C'était insupportable ! Elle dut réprimer bon nombre de soupirs ou même l'envie de filer en douce sans lui. Elle n'avait pas que ça à faire !
Après un moment, elle dut tout de même admettre qu'elle aurait fait la même chose à sa place. Se retrouver sur une nouvelle planète du jour au lendemain n'avait rien de banal. Certes, ce devait être inquiétant, mais surtout fascinant ! Par l'entremise des yeux candides de Maxim, elle avait l'occasion de redécouvrir la forêt dans laquelle elle vivait depuis des années. Aussi bien en profiter.
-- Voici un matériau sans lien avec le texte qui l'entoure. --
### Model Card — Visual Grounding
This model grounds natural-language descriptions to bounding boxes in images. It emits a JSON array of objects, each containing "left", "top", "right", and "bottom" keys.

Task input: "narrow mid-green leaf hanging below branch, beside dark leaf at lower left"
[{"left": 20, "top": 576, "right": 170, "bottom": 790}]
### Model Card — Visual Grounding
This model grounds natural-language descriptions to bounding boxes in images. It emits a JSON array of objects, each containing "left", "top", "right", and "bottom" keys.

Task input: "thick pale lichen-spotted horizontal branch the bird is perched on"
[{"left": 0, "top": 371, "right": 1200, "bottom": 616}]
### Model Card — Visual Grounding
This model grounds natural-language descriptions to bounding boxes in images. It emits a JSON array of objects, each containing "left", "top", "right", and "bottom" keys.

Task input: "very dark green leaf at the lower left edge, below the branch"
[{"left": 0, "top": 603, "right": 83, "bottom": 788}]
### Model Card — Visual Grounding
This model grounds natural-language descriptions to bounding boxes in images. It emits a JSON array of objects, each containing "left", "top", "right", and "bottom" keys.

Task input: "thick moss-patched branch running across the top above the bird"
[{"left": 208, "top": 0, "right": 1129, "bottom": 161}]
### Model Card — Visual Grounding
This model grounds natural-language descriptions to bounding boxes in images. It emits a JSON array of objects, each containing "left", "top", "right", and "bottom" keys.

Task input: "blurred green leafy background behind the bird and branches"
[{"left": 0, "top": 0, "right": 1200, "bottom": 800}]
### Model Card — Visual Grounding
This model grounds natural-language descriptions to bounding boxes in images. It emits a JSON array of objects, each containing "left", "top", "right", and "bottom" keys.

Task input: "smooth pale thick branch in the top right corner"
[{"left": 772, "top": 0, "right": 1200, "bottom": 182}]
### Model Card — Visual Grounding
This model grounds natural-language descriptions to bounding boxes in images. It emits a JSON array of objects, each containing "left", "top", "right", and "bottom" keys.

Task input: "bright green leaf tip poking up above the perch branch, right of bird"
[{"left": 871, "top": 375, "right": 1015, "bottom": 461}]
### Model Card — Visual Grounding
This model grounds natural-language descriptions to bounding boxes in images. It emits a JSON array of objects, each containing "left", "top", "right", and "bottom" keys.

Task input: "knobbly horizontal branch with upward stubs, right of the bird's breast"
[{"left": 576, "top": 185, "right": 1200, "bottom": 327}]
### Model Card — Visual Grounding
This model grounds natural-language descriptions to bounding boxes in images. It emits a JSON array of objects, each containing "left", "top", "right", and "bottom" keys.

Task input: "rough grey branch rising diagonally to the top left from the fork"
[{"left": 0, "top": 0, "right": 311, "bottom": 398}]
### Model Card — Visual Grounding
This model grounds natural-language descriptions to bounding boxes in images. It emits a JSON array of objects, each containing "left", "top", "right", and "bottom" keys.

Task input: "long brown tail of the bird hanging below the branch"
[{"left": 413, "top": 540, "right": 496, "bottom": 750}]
Néamoin, en plus de marcher au rythme d'une limace, Maxim semblait s'essouffler plus que de raison. Le chemin vers Austeen était en pente douce et ils suivaient un sentier bien tapé par le passage répété de voyageurs. Il n'avait aucune raison de chercher son air de la sorte. Peut-être n'était-il pas habitué à l'exercice physique ? Son séjour dans l'espace l'avait-il affaibli ?
Toujours est-il qu'ils furent contraints de s'arrêter à plusieurs reprises pour permettre à Maxim de récupérer. Anya finit par abandonner l'idée d'arriver en une journée et décida de monter un campement de fortune aux trois quarts du trajet. C'était ça, ou se cogner le nez à des boutiques fermées en plein milieu de la lune.